C# SqlBulkCopy 错误处理/继续出错

Question

提问by Paladin

I am trying to insert huge amount of data into SQL server. My destination table has an unique index called "Hash".

我正在尝试将大量数据插入 SQL 服务器。我的目标表有一个名为“Hash”的唯一索引。

I would like to replace my SqlDataAdapter implementation with SqlBulkCopy. In SqlDataAapter there is a property called "ContinueUpdateOnError", when set to true adapter.Update(table) will insert all the rows possible and tag the error rows with RowError property.

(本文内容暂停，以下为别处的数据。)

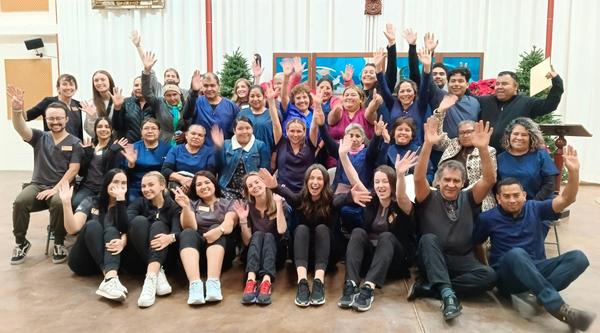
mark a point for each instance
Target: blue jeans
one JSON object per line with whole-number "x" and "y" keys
{"x": 518, "y": 273}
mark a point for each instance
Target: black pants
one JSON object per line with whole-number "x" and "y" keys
{"x": 302, "y": 242}
{"x": 466, "y": 275}
{"x": 190, "y": 238}
{"x": 264, "y": 254}
{"x": 141, "y": 232}
{"x": 362, "y": 255}
{"x": 89, "y": 256}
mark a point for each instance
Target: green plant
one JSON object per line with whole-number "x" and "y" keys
{"x": 235, "y": 67}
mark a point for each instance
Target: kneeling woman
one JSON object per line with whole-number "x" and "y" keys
{"x": 387, "y": 240}
{"x": 262, "y": 223}
{"x": 100, "y": 222}
{"x": 207, "y": 219}
{"x": 313, "y": 208}
{"x": 153, "y": 226}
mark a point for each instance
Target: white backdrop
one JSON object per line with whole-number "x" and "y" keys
{"x": 91, "y": 39}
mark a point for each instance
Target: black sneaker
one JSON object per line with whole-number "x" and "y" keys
{"x": 60, "y": 254}
{"x": 451, "y": 307}
{"x": 348, "y": 295}
{"x": 303, "y": 294}
{"x": 364, "y": 299}
{"x": 19, "y": 253}
{"x": 576, "y": 319}
{"x": 317, "y": 297}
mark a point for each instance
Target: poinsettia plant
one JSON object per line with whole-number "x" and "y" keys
{"x": 483, "y": 87}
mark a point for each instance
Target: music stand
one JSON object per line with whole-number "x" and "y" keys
{"x": 562, "y": 130}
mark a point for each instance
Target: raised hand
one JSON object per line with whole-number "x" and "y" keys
{"x": 431, "y": 131}
{"x": 89, "y": 109}
{"x": 196, "y": 80}
{"x": 410, "y": 36}
{"x": 65, "y": 192}
{"x": 430, "y": 41}
{"x": 298, "y": 65}
{"x": 16, "y": 96}
{"x": 348, "y": 72}
{"x": 241, "y": 209}
{"x": 267, "y": 178}
{"x": 407, "y": 161}
{"x": 217, "y": 136}
{"x": 390, "y": 33}
{"x": 570, "y": 159}
{"x": 148, "y": 59}
{"x": 482, "y": 134}
{"x": 359, "y": 196}
{"x": 136, "y": 38}
{"x": 117, "y": 97}
{"x": 180, "y": 197}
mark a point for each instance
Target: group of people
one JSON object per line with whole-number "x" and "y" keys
{"x": 387, "y": 176}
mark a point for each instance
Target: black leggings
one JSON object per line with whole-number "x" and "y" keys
{"x": 302, "y": 242}
{"x": 141, "y": 232}
{"x": 89, "y": 256}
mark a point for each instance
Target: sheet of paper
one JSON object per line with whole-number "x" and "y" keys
{"x": 538, "y": 81}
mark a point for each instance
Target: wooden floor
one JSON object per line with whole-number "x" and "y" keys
{"x": 39, "y": 296}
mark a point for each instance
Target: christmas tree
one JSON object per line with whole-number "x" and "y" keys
{"x": 235, "y": 67}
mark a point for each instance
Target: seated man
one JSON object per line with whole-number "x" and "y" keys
{"x": 515, "y": 228}
{"x": 57, "y": 156}
{"x": 446, "y": 215}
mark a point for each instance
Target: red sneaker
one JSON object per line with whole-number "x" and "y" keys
{"x": 264, "y": 295}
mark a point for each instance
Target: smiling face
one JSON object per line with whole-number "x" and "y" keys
{"x": 205, "y": 189}
{"x": 382, "y": 186}
{"x": 296, "y": 132}
{"x": 315, "y": 183}
{"x": 195, "y": 136}
{"x": 101, "y": 83}
{"x": 243, "y": 132}
{"x": 150, "y": 132}
{"x": 151, "y": 187}
{"x": 255, "y": 186}
{"x": 511, "y": 198}
{"x": 325, "y": 89}
{"x": 519, "y": 139}
{"x": 56, "y": 119}
{"x": 351, "y": 99}
{"x": 103, "y": 130}
{"x": 406, "y": 94}
{"x": 256, "y": 99}
{"x": 506, "y": 87}
{"x": 403, "y": 134}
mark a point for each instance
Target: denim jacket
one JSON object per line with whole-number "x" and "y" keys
{"x": 255, "y": 155}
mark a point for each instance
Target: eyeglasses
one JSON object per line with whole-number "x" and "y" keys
{"x": 53, "y": 119}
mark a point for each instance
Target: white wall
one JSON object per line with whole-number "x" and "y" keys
{"x": 91, "y": 39}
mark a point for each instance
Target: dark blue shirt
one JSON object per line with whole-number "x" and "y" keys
{"x": 530, "y": 169}
{"x": 507, "y": 232}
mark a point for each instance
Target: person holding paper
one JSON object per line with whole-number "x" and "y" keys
{"x": 507, "y": 104}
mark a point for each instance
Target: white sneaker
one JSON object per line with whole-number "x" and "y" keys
{"x": 110, "y": 290}
{"x": 196, "y": 293}
{"x": 162, "y": 285}
{"x": 213, "y": 290}
{"x": 148, "y": 295}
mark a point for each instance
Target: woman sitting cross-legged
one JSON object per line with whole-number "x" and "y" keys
{"x": 100, "y": 223}
{"x": 207, "y": 219}
{"x": 313, "y": 208}
{"x": 153, "y": 226}
{"x": 262, "y": 222}
{"x": 386, "y": 244}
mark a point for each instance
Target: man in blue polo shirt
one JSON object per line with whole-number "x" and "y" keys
{"x": 515, "y": 229}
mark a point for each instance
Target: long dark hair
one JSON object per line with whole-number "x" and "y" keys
{"x": 321, "y": 207}
{"x": 193, "y": 195}
{"x": 103, "y": 196}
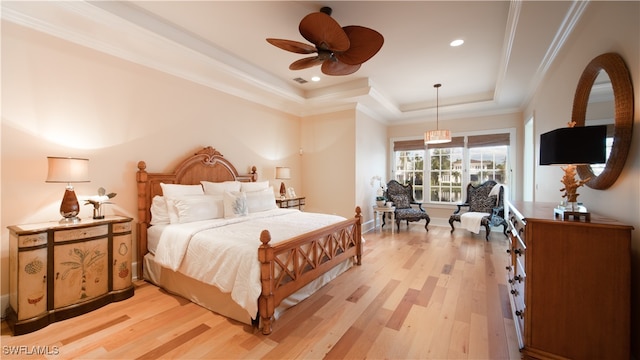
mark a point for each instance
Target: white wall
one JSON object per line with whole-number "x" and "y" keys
{"x": 371, "y": 154}
{"x": 65, "y": 100}
{"x": 328, "y": 163}
{"x": 604, "y": 27}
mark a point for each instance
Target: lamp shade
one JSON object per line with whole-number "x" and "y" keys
{"x": 574, "y": 146}
{"x": 67, "y": 170}
{"x": 437, "y": 136}
{"x": 283, "y": 173}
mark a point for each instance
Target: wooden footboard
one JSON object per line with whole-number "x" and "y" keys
{"x": 290, "y": 265}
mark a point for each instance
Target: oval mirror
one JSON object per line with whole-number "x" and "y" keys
{"x": 618, "y": 74}
{"x": 601, "y": 111}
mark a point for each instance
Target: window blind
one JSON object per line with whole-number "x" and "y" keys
{"x": 408, "y": 145}
{"x": 488, "y": 140}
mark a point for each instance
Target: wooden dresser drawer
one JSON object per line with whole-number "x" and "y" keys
{"x": 82, "y": 233}
{"x": 121, "y": 227}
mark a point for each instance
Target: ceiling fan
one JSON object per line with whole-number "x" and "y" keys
{"x": 340, "y": 50}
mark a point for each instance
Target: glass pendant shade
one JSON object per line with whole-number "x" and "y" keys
{"x": 437, "y": 136}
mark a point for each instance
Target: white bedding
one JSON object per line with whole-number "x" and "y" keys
{"x": 224, "y": 252}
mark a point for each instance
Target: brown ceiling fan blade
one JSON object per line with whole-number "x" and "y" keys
{"x": 323, "y": 31}
{"x": 305, "y": 63}
{"x": 365, "y": 43}
{"x": 293, "y": 46}
{"x": 338, "y": 68}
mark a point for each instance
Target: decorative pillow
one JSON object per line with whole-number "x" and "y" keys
{"x": 173, "y": 190}
{"x": 262, "y": 200}
{"x": 256, "y": 186}
{"x": 235, "y": 204}
{"x": 197, "y": 208}
{"x": 214, "y": 188}
{"x": 159, "y": 212}
{"x": 482, "y": 203}
{"x": 400, "y": 201}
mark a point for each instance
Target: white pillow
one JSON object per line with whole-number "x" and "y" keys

我想用 SqlBulkCopy 替换我的 SqlDataAdapter 实现。在 SqlDataAapter 中有一个名为“ContinueUpdateOnError”的属性，当设置为 true adapter.Update(table) 将插入所有可能的行并使用 RowError 属性标记错误行。

The question is how can I use SqlBulkCopy to insert data as quickly as possible while keeping track of which rows got inserted and which rows did not (due to the unique index)?

问题是如何使用 SqlBulkCopy 尽可能快地插入数据，同时跟踪哪些行被插入而哪些行没有插入（由于唯一索引）？

Here is the additional information:

以下是附加信息：

The process is iterative, often set on a schedule to repeat.
The source and destination tables can be huge, sometimes millions of rows.
Even though it is possible to check for the hash values first, it requires two transactions per row (first for selecting the hash from destination table, then perform the insertion). I think in the adapter.update(table)'s case, it is faster to check for the RowError than checking for hash hits per row.

该过程是迭代的，通常按计划重复。
源表和目标表可能很大，有时有数百万行。
尽管可以先检查散列值，但每行需要两个事务（首先从目标表中选择散列，然后执行插入）。我认为在 adapter.update(table) 的情况下，检查 RowError 比检查每行的哈希命中要快。

Answer 1

采纳答案by Sam Saffron

SqlBulkCopy, has very limited error handling facilities, by default it doesn't even check constraints.

SqlBulkCopy 具有非常有限的错误处理功能，默认情况下它甚至不检查约束。

However, its fast, really really fast.

然而，它很快，真的很快。

If you want to work around the duplicate key issue, and identify which rows are duplicates in a batch. One option is:

如果您想解决重复键问题，并确定批次中哪些行是重复的。一种选择是：

start tran
Grab a tablockx on the table select all current "Hash" values and chuck them in a HashSet.
Filter out the duplicates and report.
Insert the data
commit tran

开始传输
抓住桌子上的一个 tabblockx 选择所有当前的“哈希”值并将它们放入一个 HashSet 中。
过滤掉重复项并报告。
插入数据
提交传输

This process will work effectively if you are inserting huge sets and the size of the initial data in the table is not too huge.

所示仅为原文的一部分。